KHUSHI gets playful and Clarence Clarity makes a mess


K H U S H I is a young, London-based singer-songwriter who might be set to become one of 2013’s biggest revelations. Heavily influenced by his own favourite bands, K H U S H I sounds a bit like the love-child of The National and Alt-J: as melancholic and rich as the former, and as playful and original as the latter. With most of the world missed out on Alt-J up until their album actually came out, it seems like destiny that the blogosphere (and maybe radio, too) will be all over K H U S H I. He’s got the tunes to back up all the buzz, though, with “Magpie” and “You Say” rising a head above the rest. “Hella catchy tunes that are blissfully rhythmic with simple yet captivating melodies” say Skeletory. His sense for rhythm and pop are remarkable, and he masterfully throws in a touch of melancholy to soften his sound.
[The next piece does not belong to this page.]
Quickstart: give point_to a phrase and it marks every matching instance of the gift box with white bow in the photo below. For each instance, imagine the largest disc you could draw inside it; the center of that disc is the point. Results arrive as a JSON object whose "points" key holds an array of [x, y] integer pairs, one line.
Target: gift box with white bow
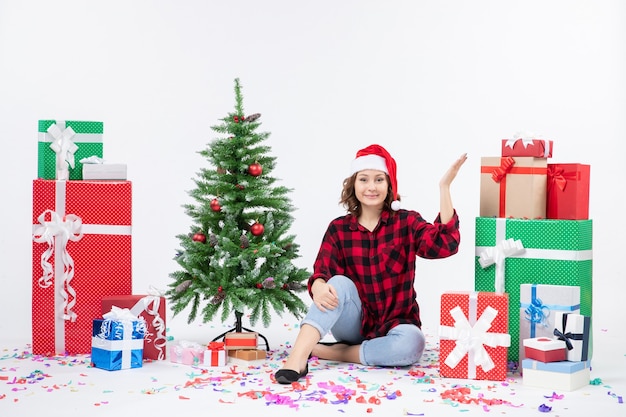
{"points": [[117, 341], [187, 352], [512, 252], [151, 307], [473, 335], [63, 143], [82, 251]]}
One to keep a close eye on…

Deptford Goth

Deptford Goth make music for the broken- and lonely-hearted among us, something that’s not so unusual these days. We recently referred to a study on these pages that demonstrated that pop music is sounding slower and sadder than ever when we introduced Mikky Ekko, and here’s yet another example of this new pop music tendency. Deptford Goth is a DIY-artist from London who is causing quite a stir with his emotional, dark-yet-bright “pop” music (please note the inverted commas). In the video for his latest single “UNION”, the singer wanders through the woods with some colourful balloons that starkly contrast the sad tone of the song, while simultaneously making you realise just how pretty the song is. It’s hard to dislike Deptford Goth’s music, even if you’re a generally happy person. 

Clarence Clarity

Sometimes it’s nice when music sounds a bit of a mess – not just any old mess, but mess with coherence, if you get my drift. Mysterious producer Clarence Clarity has nailed it with his speaker-destroying sound, two minutes and fourthy-three seconds of distorted beats and guitars and some other stuff. Abeano call it “a grinding, intense, frenetic 2-and-a-bit minutes of chopped, pitched vocals and a bewildering array of synths and percussions” (), but even they have a hard time identifying everything that’s been squeezed into these three minutes. Comes with found footage video that’s as frighteningly f*cked up as the song itself.